Whilst Labour seize on today’s updating commentary and feedback of the coalition’s plans for a complete reorganisation (decapitation) of the NHS, it comes as no surprise that the Tories’ idea of ‘protecting’ the NHS equates to destabilising it through market mechanisms. Today, Unite, Unison, British Medical Association, Royal College of Nursing, Royal College of Midwives and the Chartered Society of Physiotherapy added to the mounting criticism of Lansley’s plans. The NHS Confederation has also deemed the move as ‘extraordinary risky’, especially in the context of extreme cuts. Even a cross-party parliamentary committee has criticised the plans.

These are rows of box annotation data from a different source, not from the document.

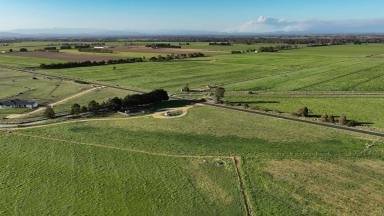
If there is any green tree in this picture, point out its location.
[88,100,100,113]
[44,106,56,119]
[71,104,81,115]
[214,87,225,103]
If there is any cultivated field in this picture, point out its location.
[112,46,229,55]
[0,69,90,104]
[243,159,384,216]
[0,41,384,216]
[39,45,384,91]
[226,93,384,128]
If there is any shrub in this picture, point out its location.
[320,114,329,122]
[71,104,81,115]
[296,107,309,117]
[327,116,336,124]
[106,97,123,111]
[339,116,348,125]
[88,100,101,113]
[81,106,88,113]
[44,106,56,119]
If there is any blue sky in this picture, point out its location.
[0,0,384,32]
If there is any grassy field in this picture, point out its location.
[226,95,384,128]
[0,107,384,215]
[17,107,384,156]
[0,134,244,215]
[54,88,132,112]
[0,41,384,216]
[243,158,384,216]
[60,49,159,58]
[0,69,90,104]
[0,54,65,68]
[37,45,384,91]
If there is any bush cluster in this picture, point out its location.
[40,53,205,69]
[71,89,169,115]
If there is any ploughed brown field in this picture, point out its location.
[112,46,228,56]
[7,51,123,61]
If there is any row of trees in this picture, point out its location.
[79,48,113,53]
[40,53,205,69]
[258,45,298,52]
[209,41,232,46]
[71,89,169,115]
[145,43,181,49]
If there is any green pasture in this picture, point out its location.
[0,134,245,215]
[36,45,384,91]
[0,69,90,104]
[226,95,384,128]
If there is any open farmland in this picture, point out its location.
[243,159,384,216]
[37,44,384,92]
[226,93,384,129]
[0,69,90,104]
[0,41,384,216]
[0,107,384,215]
[9,51,130,61]
[112,46,229,56]
[0,134,245,215]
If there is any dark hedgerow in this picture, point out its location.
[40,53,205,69]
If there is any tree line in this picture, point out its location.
[40,53,205,69]
[71,89,169,115]
[145,43,181,49]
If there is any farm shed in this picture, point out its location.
[0,99,39,109]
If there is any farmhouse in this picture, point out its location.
[0,99,39,109]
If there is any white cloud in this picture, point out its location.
[226,16,384,33]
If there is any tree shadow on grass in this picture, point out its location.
[231,101,280,104]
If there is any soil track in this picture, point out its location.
[7,86,105,119]
[9,68,384,137]
[152,105,196,119]
[112,46,229,56]
[7,51,126,61]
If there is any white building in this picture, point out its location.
[0,99,39,109]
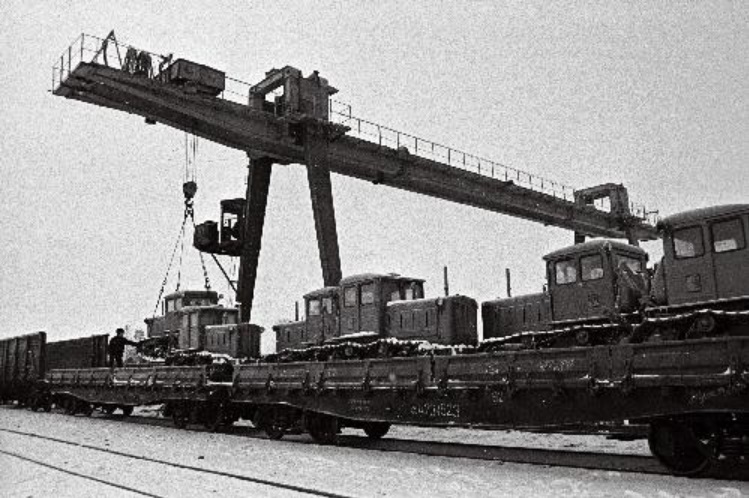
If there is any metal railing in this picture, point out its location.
[329,100,575,202]
[329,99,657,224]
[52,33,657,223]
[52,33,170,91]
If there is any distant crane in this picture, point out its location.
[52,32,657,323]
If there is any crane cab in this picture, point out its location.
[193,197,245,256]
[656,204,749,305]
[544,239,648,322]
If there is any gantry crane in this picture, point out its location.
[52,33,657,323]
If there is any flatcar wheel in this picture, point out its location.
[648,420,711,476]
[307,415,339,444]
[171,406,190,429]
[62,398,78,415]
[203,404,227,432]
[362,422,390,439]
[78,401,94,417]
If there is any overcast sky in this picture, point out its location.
[0,0,749,350]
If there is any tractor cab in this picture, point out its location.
[654,204,749,305]
[304,287,339,344]
[340,273,424,337]
[193,198,245,256]
[544,239,648,322]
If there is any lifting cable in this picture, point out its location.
[153,133,211,316]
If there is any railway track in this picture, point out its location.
[0,406,749,480]
[0,427,347,498]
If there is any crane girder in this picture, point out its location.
[54,62,657,240]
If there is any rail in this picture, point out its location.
[52,32,658,225]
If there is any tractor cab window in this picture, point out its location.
[712,218,746,252]
[322,297,333,315]
[361,283,374,305]
[404,282,424,301]
[554,259,577,285]
[343,286,356,308]
[307,299,320,316]
[580,254,603,281]
[614,254,642,273]
[673,227,705,259]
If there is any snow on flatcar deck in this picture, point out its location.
[0,407,749,497]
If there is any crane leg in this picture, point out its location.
[307,164,341,286]
[237,157,273,323]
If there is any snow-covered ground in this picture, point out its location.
[0,407,749,498]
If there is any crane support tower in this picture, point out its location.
[52,32,657,322]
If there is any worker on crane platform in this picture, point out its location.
[109,328,140,368]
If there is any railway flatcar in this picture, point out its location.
[273,273,478,351]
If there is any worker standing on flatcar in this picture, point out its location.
[109,328,140,368]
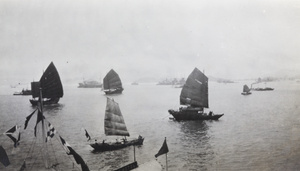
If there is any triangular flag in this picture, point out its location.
[155,138,169,157]
[4,125,21,147]
[20,160,26,171]
[34,103,45,136]
[24,109,37,129]
[46,122,56,142]
[0,145,10,167]
[84,129,91,141]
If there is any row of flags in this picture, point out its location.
[0,102,89,171]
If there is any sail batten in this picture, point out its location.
[180,68,208,108]
[103,69,123,89]
[104,98,129,136]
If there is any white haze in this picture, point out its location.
[0,0,300,84]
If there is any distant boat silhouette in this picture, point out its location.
[29,62,64,105]
[103,69,124,94]
[78,80,102,88]
[241,85,252,95]
[168,68,224,120]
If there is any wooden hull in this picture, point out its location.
[90,138,144,152]
[29,98,59,106]
[241,92,252,95]
[169,109,224,121]
[104,89,124,94]
[252,87,274,91]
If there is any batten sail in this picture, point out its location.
[103,69,123,89]
[104,98,129,136]
[243,85,250,93]
[31,62,64,98]
[40,62,64,98]
[180,68,208,108]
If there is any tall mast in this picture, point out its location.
[40,88,49,168]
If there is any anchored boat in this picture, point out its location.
[90,98,144,152]
[29,62,64,106]
[103,69,124,94]
[168,68,224,121]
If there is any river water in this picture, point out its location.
[0,81,300,171]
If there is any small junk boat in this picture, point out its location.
[168,68,224,121]
[78,80,102,88]
[241,85,252,95]
[90,98,144,152]
[253,87,274,91]
[103,69,124,94]
[14,89,31,96]
[0,89,89,171]
[29,62,64,105]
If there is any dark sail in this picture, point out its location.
[40,62,64,98]
[103,69,123,90]
[31,81,40,98]
[104,98,129,136]
[243,85,250,93]
[180,68,208,108]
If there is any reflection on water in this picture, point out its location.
[178,121,215,170]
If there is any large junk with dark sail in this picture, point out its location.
[168,68,224,120]
[103,69,124,94]
[90,98,144,152]
[30,62,64,105]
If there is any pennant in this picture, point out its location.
[59,136,90,171]
[34,107,45,137]
[46,122,56,142]
[24,109,37,130]
[0,145,10,167]
[4,125,21,148]
[84,129,91,141]
[59,136,71,155]
[155,138,169,157]
[20,160,26,171]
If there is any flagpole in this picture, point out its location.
[40,88,48,168]
[166,153,168,171]
[133,145,136,161]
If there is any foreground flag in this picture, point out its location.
[20,160,26,171]
[155,138,169,157]
[34,104,45,136]
[59,136,90,171]
[4,125,21,147]
[46,122,56,142]
[84,129,91,141]
[24,109,37,129]
[0,145,10,167]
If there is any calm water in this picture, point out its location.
[0,81,300,170]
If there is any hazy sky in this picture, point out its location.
[0,0,300,84]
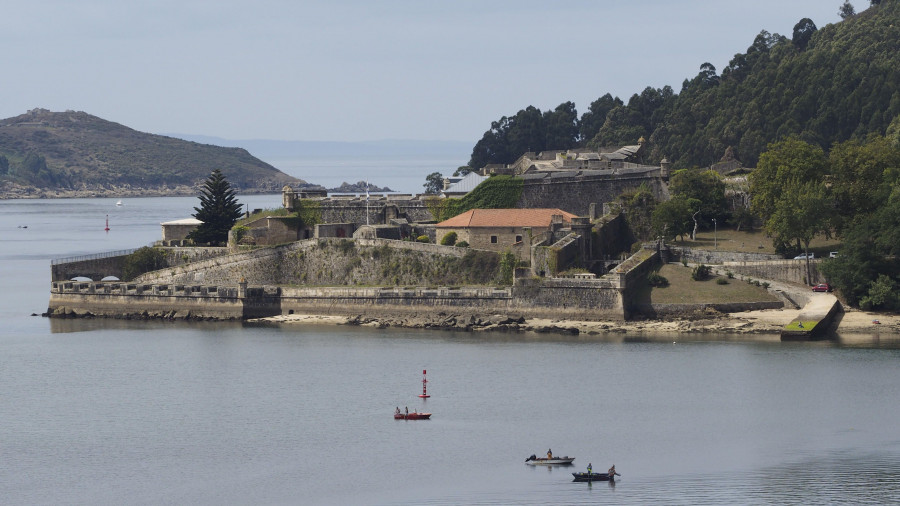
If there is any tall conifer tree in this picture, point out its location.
[188,169,241,244]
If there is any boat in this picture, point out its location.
[572,473,616,481]
[525,455,575,466]
[394,411,431,420]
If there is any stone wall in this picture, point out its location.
[592,213,636,259]
[132,239,499,286]
[48,279,623,320]
[632,301,784,318]
[516,169,669,216]
[47,282,245,320]
[513,278,625,321]
[50,246,230,281]
[668,246,784,264]
[722,260,826,285]
[311,196,434,225]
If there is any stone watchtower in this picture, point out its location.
[281,185,297,211]
[569,217,594,266]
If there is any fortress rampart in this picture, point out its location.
[283,167,669,224]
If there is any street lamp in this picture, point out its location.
[713,218,719,249]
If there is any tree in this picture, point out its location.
[422,172,444,195]
[791,18,818,51]
[651,196,699,240]
[669,169,728,225]
[750,137,827,222]
[765,178,834,281]
[838,0,856,19]
[544,102,578,150]
[578,93,625,142]
[187,169,241,244]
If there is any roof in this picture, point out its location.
[435,209,577,228]
[160,218,203,225]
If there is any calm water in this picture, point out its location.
[0,195,900,505]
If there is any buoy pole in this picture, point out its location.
[419,369,431,399]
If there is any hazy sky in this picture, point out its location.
[0,0,844,143]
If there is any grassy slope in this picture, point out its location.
[638,264,778,304]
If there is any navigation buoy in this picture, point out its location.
[419,369,431,399]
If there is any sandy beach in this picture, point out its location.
[255,309,900,339]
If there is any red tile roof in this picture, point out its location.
[435,209,577,228]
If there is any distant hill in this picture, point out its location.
[0,109,305,197]
[469,0,900,168]
[167,133,472,159]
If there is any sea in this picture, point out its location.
[0,173,900,505]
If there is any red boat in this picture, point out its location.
[394,411,431,420]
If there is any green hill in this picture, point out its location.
[0,109,304,196]
[469,0,900,168]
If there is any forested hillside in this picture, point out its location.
[0,109,302,194]
[469,0,900,168]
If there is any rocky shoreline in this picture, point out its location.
[251,309,900,338]
[0,181,280,200]
[44,309,900,341]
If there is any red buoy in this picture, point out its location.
[419,369,431,399]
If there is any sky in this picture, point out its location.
[0,0,844,144]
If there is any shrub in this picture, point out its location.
[231,225,250,243]
[337,239,356,255]
[691,264,709,281]
[441,232,456,246]
[498,251,518,285]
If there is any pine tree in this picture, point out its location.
[188,169,241,244]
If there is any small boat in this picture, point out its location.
[525,455,575,466]
[394,411,431,420]
[572,473,616,481]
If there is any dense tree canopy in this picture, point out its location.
[469,0,900,169]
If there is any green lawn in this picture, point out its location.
[669,227,840,258]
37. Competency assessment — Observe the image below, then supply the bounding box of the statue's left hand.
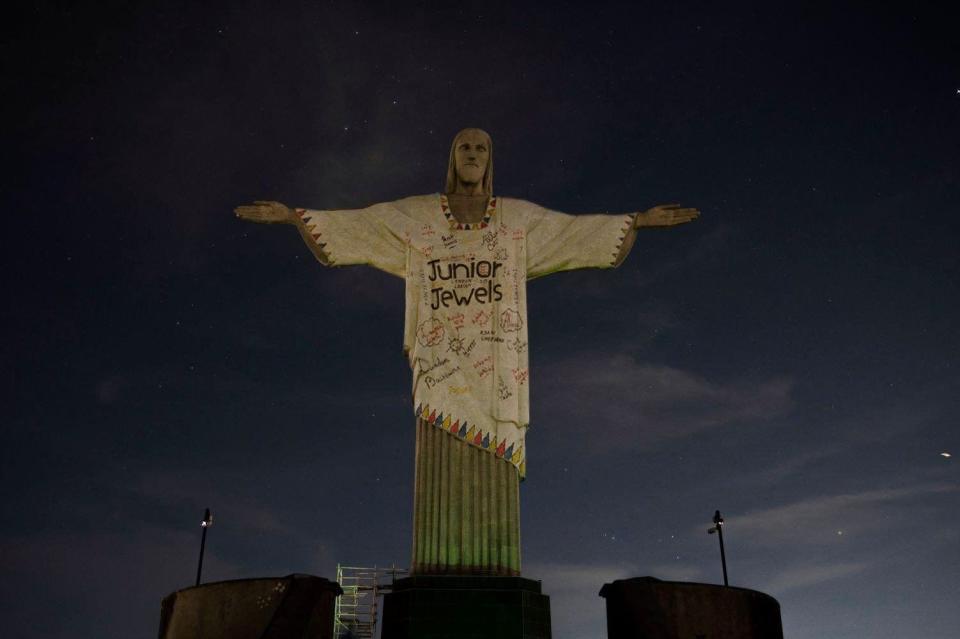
[233,200,296,224]
[633,204,700,228]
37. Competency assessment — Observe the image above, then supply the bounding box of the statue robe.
[297,194,633,574]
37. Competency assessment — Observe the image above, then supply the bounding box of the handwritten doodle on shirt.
[417,318,445,346]
[483,231,500,251]
[507,337,527,353]
[447,336,463,355]
[472,311,491,326]
[497,375,513,400]
[473,355,493,379]
[500,308,523,333]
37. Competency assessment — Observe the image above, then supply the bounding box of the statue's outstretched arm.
[614,204,700,266]
[233,200,330,264]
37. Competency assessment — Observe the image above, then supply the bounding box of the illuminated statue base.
[381,575,551,639]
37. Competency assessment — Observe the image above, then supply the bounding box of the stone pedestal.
[381,575,550,639]
[600,577,783,639]
[159,575,342,639]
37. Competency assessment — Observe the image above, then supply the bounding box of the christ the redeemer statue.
[235,129,699,575]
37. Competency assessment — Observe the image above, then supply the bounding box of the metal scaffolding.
[333,564,407,639]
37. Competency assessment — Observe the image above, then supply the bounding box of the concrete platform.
[381,575,550,639]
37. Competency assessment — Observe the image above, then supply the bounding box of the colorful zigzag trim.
[413,404,527,477]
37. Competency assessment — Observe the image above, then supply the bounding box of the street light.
[197,508,213,586]
[707,510,730,586]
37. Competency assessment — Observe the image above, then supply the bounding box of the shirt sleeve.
[527,207,633,280]
[296,204,408,277]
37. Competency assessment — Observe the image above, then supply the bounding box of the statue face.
[454,131,490,184]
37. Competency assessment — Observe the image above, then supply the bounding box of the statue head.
[444,129,493,197]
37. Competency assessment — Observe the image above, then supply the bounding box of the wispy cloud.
[726,484,960,547]
[535,354,793,453]
[523,563,637,639]
[763,561,871,594]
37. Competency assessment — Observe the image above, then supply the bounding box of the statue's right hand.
[233,200,296,224]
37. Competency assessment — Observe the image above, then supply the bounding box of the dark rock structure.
[600,577,783,639]
[159,575,342,639]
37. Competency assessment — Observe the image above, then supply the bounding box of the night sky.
[0,1,960,639]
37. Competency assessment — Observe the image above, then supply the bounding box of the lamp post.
[196,508,213,586]
[707,510,730,586]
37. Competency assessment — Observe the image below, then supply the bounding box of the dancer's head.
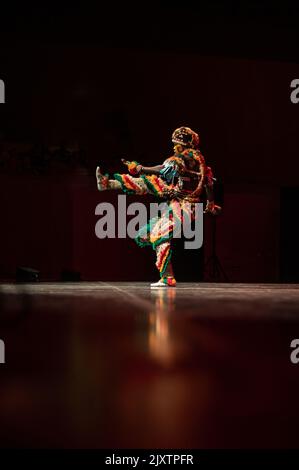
[172,126,199,153]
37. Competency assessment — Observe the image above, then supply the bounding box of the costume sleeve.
[160,158,180,184]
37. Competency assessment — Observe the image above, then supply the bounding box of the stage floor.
[0,282,299,449]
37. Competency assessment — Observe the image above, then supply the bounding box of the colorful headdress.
[172,127,199,149]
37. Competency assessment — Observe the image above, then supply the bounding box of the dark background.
[0,1,299,282]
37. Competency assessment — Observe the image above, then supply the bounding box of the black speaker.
[16,266,39,282]
[61,269,81,282]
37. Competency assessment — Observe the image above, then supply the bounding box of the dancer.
[96,127,221,287]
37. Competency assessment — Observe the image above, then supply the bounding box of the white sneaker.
[151,276,176,288]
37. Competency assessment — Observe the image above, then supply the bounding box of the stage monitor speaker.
[16,266,39,282]
[61,269,81,282]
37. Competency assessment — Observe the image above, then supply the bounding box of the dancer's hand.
[121,158,142,175]
[204,201,222,215]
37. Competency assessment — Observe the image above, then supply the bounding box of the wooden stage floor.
[0,282,299,449]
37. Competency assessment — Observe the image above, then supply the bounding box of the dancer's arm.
[204,167,221,215]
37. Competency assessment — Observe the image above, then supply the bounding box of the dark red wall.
[0,46,299,281]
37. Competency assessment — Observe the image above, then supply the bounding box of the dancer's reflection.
[148,289,176,365]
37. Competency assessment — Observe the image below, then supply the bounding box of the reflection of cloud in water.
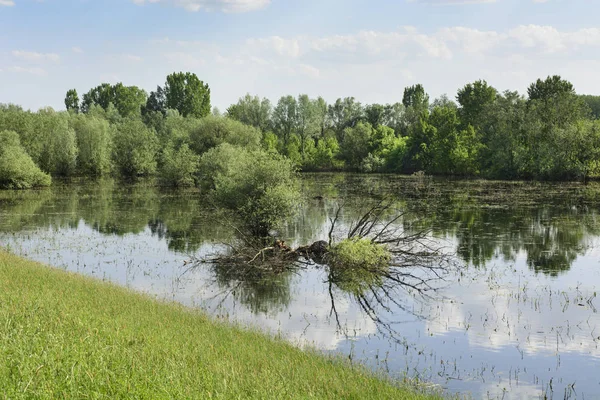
[2,223,376,350]
[426,252,600,358]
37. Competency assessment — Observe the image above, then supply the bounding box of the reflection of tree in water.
[212,264,294,314]
[396,182,599,275]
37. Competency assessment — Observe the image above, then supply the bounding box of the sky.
[0,0,600,110]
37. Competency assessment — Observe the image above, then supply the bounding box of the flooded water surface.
[0,174,600,399]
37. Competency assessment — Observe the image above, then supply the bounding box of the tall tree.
[227,94,273,132]
[81,83,148,117]
[327,97,364,142]
[365,104,385,128]
[65,89,79,113]
[164,72,211,118]
[527,75,575,101]
[312,96,329,138]
[81,83,114,113]
[402,83,429,110]
[456,80,498,129]
[273,96,298,148]
[113,83,148,117]
[142,86,167,116]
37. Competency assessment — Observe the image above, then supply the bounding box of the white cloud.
[134,0,271,13]
[6,66,48,76]
[12,50,60,62]
[123,54,144,63]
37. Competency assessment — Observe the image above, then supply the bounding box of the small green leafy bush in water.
[327,238,392,294]
[0,131,51,189]
[200,143,300,237]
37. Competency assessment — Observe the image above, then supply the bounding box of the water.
[0,174,600,399]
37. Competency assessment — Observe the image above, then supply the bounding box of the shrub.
[200,144,300,237]
[113,119,158,177]
[0,131,51,189]
[190,115,262,154]
[160,144,200,186]
[72,114,112,176]
[327,238,391,294]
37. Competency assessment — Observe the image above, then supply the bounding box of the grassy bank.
[0,250,440,399]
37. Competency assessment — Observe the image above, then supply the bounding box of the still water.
[0,174,600,399]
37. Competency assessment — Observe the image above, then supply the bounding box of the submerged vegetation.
[0,73,600,187]
[0,251,446,399]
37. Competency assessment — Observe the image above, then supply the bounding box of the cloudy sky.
[0,0,600,109]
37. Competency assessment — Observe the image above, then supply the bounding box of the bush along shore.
[0,72,600,189]
[0,250,439,399]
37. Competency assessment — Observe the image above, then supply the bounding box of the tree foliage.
[164,72,211,118]
[113,119,158,178]
[200,143,300,237]
[0,131,51,189]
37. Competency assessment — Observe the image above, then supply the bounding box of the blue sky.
[0,0,600,110]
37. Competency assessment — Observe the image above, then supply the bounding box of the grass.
[0,250,437,399]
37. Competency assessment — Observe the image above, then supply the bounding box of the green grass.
[0,250,434,399]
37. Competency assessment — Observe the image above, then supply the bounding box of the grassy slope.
[0,250,440,399]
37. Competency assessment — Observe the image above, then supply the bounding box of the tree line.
[0,72,600,191]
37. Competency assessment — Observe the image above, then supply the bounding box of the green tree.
[33,108,78,176]
[327,97,364,143]
[113,119,158,177]
[200,143,300,237]
[65,89,79,113]
[402,83,429,111]
[112,83,148,118]
[273,96,298,149]
[340,122,373,170]
[0,131,51,189]
[142,86,167,116]
[311,96,329,139]
[81,83,148,117]
[164,72,211,118]
[579,94,600,119]
[71,115,113,176]
[456,80,498,129]
[365,104,385,128]
[190,115,262,154]
[227,94,272,132]
[527,75,575,101]
[160,143,200,187]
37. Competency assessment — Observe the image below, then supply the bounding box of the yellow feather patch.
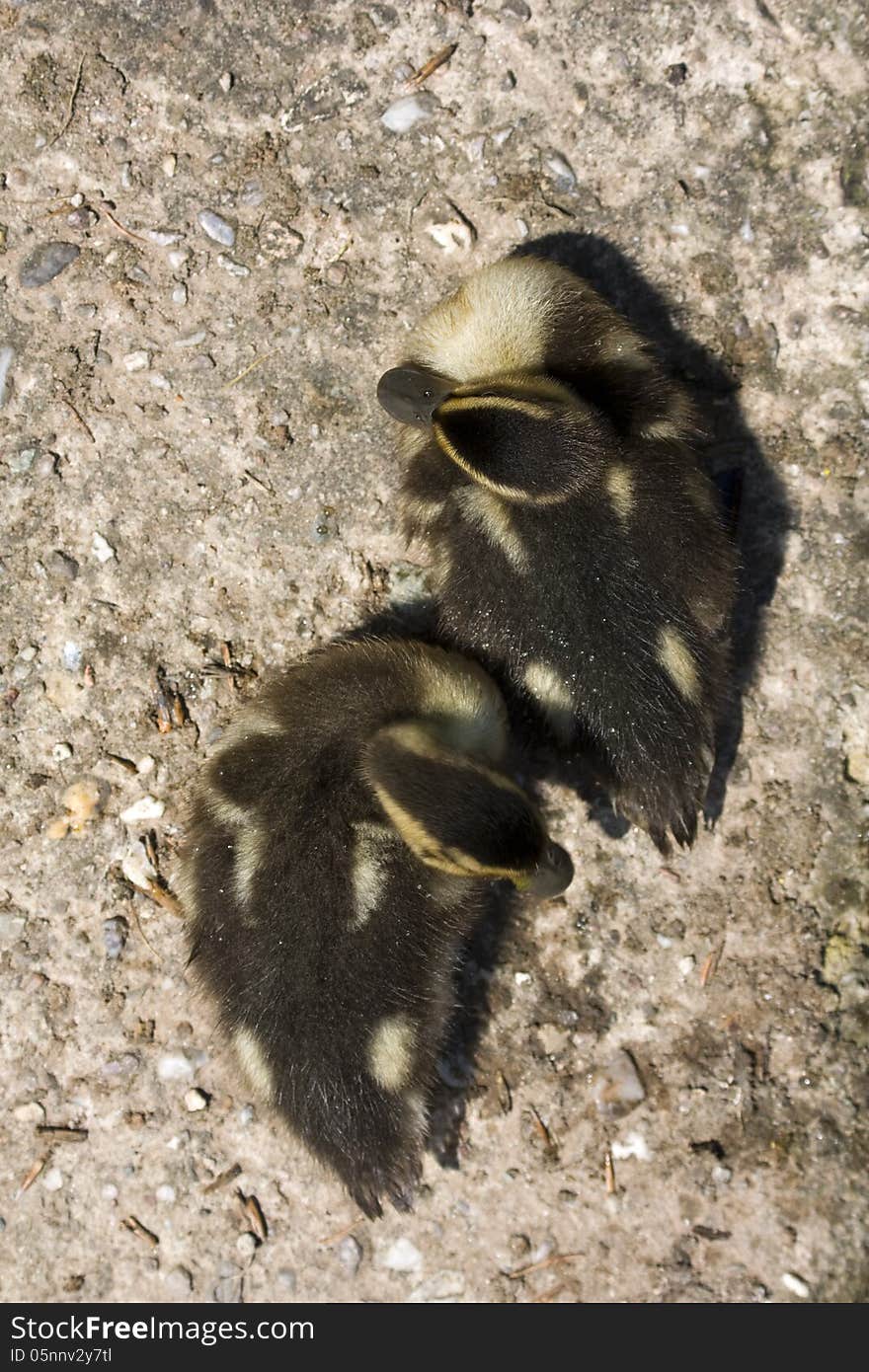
[453,486,530,572]
[524,662,575,742]
[233,823,268,907]
[232,1029,275,1101]
[606,462,637,524]
[368,1016,416,1091]
[658,624,700,700]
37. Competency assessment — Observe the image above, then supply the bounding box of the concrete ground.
[0,0,869,1302]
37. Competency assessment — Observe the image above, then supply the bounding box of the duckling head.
[362,721,574,898]
[377,363,606,505]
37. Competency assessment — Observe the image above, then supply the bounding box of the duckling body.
[379,257,736,849]
[182,641,570,1214]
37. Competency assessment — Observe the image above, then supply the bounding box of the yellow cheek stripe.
[433,419,571,506]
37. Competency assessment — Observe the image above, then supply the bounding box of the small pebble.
[338,1234,362,1276]
[380,91,440,133]
[165,1267,194,1301]
[62,777,107,830]
[18,242,81,291]
[545,152,577,191]
[120,796,166,824]
[592,1048,645,1116]
[62,643,84,672]
[197,210,235,249]
[239,177,265,210]
[383,1239,423,1272]
[103,915,129,961]
[781,1272,812,1301]
[91,530,116,563]
[45,549,78,581]
[156,1052,194,1081]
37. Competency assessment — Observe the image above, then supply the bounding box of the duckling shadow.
[514,233,791,829]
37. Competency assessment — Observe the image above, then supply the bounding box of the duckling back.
[182,643,568,1214]
[380,258,735,848]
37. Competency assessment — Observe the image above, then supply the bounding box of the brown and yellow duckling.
[182,640,573,1216]
[377,248,736,851]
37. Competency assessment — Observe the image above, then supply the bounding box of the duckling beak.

Dr Peter Carter, general sectary of Royal College of Nursing explained that:
All of the organisations, the physiotherapists, the midwives…Unite, Unison, ourselves [the Royal College of Nursing] have all submitted extensive responses to the consultation. The core principles about reducing bureaucracy, making the NHS more efficient, getting clinicians nearer to the heart of decision-making, we absolutely sign up to. The problem we have here is that we have a parallel process of introducing a more market-based approach to this, which we think could potentially be to the disbenefit of patients, whilst at the same time the NHS has to strip out between £15 – 20 billion in the next four to five years. We think these two things coming together could potentially destabilise the NHS.
So retorting to the quote by Bookchin (at the top of the blog), it is clear to see who are the proclaimers of a supposed ‘consensus’ and who are the ‘dissenters’. Despite ‘consultation’, the government has completely disregarded the views of those that do not fit their ideological schema; those who work and represent the people the government’s reforms are to effect the most. Instead, the government pretends to have obtained a consensus that somehow represents the ‘will of the people’ that is nothing more but selective ‘evidence’ and a clear case of what Bookchin refers to, parading Rousseau, as the ‘force men to be free’.
For me, this is another example of how our political system has many aspects that could be deemed as faux democracy. Groups that are affected by the proposed reforms are ‘consulted’, but rarely listened to – nor are their specific objections often given much debate and public airing. Instead, a political system should provide real space for debate, space that engages more people into political reforms – and such political debates should also be conducted in less pompous style and more accessible language.
The government is set to embark on a disastrous restructuring process that will seriously undermine the NHS, and despite all the criticism it is getting from all sides of the debate it chooses to ignore this and instead claim a ‘legitimate’ consensus. A consensus that shuts out dissent as an unwelcome protocol ‘necessity’. Politics should be about listening to what people really want; instead, the government’s policies are based on ideological rhetoric rather real sustained evidential requirements.